How can we best explain the differences between the numbers of books published per country?

Asked by mattbrowne (31735points) November 30th, 2010

From

http://en.wikipedia.org/wiki/Books_published_per_country_per_year

Here’s the top 20 list of books published per year:

1 United States (2008) 275,232
2 United Kingdom (2005) 206,000
3 China (2007) 136,226
4 Russian Federation (2008) 123,336
5 Germany (2007) 96,000
6 Spain (2008) 86,300
7 Iran (2010) 65,000
8 Japan (1996) 45,430
9 Taiwan (2007) 42,018
10 Italy (1996) 35,236
11 France (1996) 34,766
12 Netherlands (1993) 34,067
13 Turkey (2009) 31,414
14 South Korea (1996) 30,487
15 Brazil (2009) 22,027
16 Mexico (2007) 20,300
17 Canada (1996) 19,900
18 Switzerland (1996) 15,371
19 Ukraine (2004) 14,790
20 Poland (1996) 14,104

What does this tell us? Are you surprised by some entries? I am. For example I would not have thought that a totalitarian country like Iran publishes so many books per year. Far more than all Arab countries combined.

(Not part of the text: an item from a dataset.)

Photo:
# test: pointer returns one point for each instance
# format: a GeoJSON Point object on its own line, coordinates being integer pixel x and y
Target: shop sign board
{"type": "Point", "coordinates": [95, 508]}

A per capita view places the UK above the US and I find this somewhat surprising as well. Spain probably publishes for the South American market too. India is #27 which is puzzling. In terms of education they are ahead of China. A rich country like Saudi Arabia publishes only 3900 books, although there would be 300 million Arabic speaking readers. And only 26 books in Lybia. And 5 books in Nigeria, a country with a population of 152 million. Compare this with poor Belarus’s 12,885 books and a population of 10 million.

How do you explain this list? What can we deduce from it?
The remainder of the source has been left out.